We are given in the figure a right-angled triangle ABC with $\angle B={{90}^{\circ }}$ AB=28cm and BC=21cm. A semicircle is drawn With AC as diameter and, a quarter circle is drawn. taking BC as the radius. We are asked to find the shaded area which is enclosed by the larger semi-circle which is drawn taking AC as diameter and the quarter circle taking BC as the radius. If we can add the areas of the triangle say ${{A}_{t}}$ and the semi-circle say ${{A}_{s}}$ and then subtract the area of the quarter circle ${{A}_{q}}$ then we can get the required result.
We know that area of a right-angled triangle is half of the product of sides adjacent to right angle which in this case are AB and BC. So the area of the triangle in square cm is,
\[{{A}_{t}}=\dfrac{1}{2}\times AB\times BC=\dfrac{1}{2}\times 21\times 28=294\]
We also know from Pythagoras theorem states that “ In a right-angled triangle the square of hypotenuse is sum of squares of other two sides.” AC is the hypotenuse as it is the side opposite to $\angle B={{90}^{\circ }}$. Now we have,
\[\begin{align}
  & A{{C}^{2}}=A{{B}^{2}}+B{{C}^{2}}={{21}^{2}}+{{28}^{2}} \\
 & \Rightarrow A{{C}^{2}}=1225 \\
 & \Rightarrow AC=\sqrt{1225}=35 \\
\end{align}\]
We know that the area of circle with radius $r$ is $\pi {{r}^{2}}$. The area of the semi-circle with diameter AC will be half of area of the circle. So the area with semi-circle with radius $\dfrac{AC}{2}$in square cm is
\[{{A}_{s}}=\dfrac{1}{2}\pi {{\left( \dfrac{AC}{2} \right)}^{2}}=\dfrac{1}{2}\pi {{\left( \dfrac{AC}{2} \right)}^{2}}=\dfrac{1}{2}\times 3.14\times {{\left( \dfrac{35}{2} \right)}^{2}}=480.8\]

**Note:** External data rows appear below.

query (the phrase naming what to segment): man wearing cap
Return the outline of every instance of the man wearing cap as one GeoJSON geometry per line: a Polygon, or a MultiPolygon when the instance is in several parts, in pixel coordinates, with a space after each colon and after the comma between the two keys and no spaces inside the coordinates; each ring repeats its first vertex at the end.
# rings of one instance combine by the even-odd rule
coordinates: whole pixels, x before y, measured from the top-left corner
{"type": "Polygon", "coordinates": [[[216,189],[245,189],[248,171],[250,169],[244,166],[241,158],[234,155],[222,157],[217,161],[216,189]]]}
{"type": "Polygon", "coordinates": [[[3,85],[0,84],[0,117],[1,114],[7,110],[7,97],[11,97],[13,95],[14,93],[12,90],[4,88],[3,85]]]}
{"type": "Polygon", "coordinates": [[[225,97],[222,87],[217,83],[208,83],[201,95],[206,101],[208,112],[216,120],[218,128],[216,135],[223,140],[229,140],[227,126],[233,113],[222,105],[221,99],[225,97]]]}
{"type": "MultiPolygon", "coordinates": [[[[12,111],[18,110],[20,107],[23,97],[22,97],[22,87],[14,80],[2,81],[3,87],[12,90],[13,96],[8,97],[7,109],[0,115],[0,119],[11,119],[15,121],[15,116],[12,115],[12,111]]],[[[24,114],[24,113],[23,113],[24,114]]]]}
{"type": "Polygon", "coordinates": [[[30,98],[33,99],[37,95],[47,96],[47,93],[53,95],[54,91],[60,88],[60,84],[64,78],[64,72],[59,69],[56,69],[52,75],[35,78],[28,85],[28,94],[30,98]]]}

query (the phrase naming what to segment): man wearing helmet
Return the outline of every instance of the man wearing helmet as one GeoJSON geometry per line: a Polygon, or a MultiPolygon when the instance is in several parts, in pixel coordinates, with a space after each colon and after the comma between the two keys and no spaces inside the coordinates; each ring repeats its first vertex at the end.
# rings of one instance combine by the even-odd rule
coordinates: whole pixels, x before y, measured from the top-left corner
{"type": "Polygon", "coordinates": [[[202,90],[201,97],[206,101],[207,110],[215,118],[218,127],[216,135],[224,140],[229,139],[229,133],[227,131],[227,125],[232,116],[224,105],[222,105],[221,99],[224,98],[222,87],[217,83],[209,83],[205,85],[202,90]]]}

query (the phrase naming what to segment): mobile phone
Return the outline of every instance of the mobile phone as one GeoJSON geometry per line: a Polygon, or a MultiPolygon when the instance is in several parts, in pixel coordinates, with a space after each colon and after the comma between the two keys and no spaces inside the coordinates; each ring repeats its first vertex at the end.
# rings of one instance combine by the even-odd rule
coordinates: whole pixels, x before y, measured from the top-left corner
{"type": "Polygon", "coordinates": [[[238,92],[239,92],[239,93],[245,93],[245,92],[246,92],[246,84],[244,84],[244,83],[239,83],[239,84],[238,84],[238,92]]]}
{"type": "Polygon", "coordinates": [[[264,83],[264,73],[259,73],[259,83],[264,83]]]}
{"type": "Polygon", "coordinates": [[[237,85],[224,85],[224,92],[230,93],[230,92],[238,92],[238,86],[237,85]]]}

The area of the quarter circle with radius BC will be one-fourth of area of the whole circle. So the area of the quarter circle in square cm is
\[{{A}_{q}}=\dfrac{1}{4}\pi {{\left( BC \right)}^{2}}=\dfrac{1}{4}\pi \times {{21}^{2}}=346.2\]
Now we can find the area of the shaded region $A$ in square cm as
\[A={{A}_{t}}+{{A}_{s}}-{{A}_{q}}=294+480.8-346.2=428.6 \]

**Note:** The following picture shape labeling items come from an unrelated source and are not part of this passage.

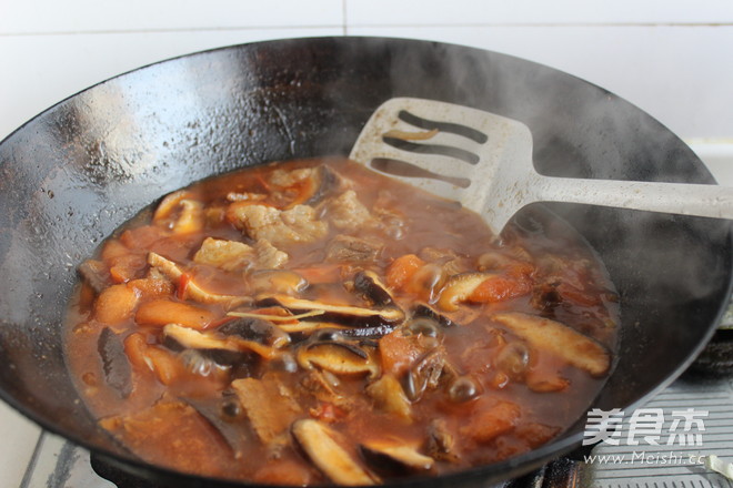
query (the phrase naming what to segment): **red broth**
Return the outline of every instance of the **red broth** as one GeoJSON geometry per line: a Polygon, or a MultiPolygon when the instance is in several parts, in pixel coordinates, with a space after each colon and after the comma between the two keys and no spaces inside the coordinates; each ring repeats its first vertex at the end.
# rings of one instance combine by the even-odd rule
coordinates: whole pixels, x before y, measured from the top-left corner
{"type": "Polygon", "coordinates": [[[141,459],[379,484],[531,450],[582,417],[616,294],[566,224],[481,217],[344,160],[165,196],[80,267],[68,364],[141,459]]]}

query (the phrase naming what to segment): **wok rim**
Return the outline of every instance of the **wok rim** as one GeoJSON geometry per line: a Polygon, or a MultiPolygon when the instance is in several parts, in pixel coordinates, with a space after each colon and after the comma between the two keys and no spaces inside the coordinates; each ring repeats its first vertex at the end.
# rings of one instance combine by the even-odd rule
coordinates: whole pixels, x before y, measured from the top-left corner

Note: We have taken the value of $\pi $ as 3.14 and we can also use $\pi =\dfrac{22}{7}$ to find an approximate answer. We can also use the area of any sector of a circle which makes an angle $\theta $ at the center ${{A}_{\theta }}=\dfrac{\theta }{2}\times {{r}^{2}}$ to find the areas of semi-circle and quarter circle.